Library users can force a compile error when new variants get added, using a lin...

WiSaGaN · 2025-03-03T03:34:29 1740972869

Does this require nightly? If so, #[warn(clippy::wildcard_enum_match_arm)] will do the samething but no need for nightly, and from clippy instead of rustc natively.

codetrotter · 2025-03-03T03:56:09 1740974169

That's pretty neat. I still don't completely understand why #[non_exhaustive] is so desirable in the first place though.

Let's say I am using a crate called zoo-bar. Let's say this crate is not using non-exhaustive.

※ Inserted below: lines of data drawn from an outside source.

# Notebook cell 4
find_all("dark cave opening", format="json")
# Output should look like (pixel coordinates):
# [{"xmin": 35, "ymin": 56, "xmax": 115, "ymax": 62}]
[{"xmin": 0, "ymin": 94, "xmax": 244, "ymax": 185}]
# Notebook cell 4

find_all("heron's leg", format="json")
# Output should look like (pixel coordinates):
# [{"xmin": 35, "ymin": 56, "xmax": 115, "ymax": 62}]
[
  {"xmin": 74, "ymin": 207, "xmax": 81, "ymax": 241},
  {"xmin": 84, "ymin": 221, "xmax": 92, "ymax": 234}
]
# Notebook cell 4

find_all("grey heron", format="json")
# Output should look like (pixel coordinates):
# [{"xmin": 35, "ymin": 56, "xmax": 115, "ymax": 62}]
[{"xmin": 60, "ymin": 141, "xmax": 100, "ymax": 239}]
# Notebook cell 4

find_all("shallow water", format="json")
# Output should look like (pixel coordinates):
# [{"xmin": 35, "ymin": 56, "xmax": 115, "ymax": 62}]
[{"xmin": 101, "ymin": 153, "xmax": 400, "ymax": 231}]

In my code where I use this crate I do:

  let my_workplace = zoo_bar::ZooBar::new();
  
  let mut animal_pens_iter = my_workplace.hungry_animals.iter();
  
  while let Some(ap) = animal_pens_iter.next() {
      match ap {
          zoo_bar::AnimalPen::Tigers => {
              me.go_feed_tigers(&mut raw_meat_that_tigers_like_stock).await?;
          }
          zoo_bar::AnimalPen::Elephants => {
              me.go_feed_elephants(&mut peanut_stock).await?;
          }
      }
  }

I update or upgrade the zoo-bar dependency and there's a new enum variant of AnimalPens called Monkeys.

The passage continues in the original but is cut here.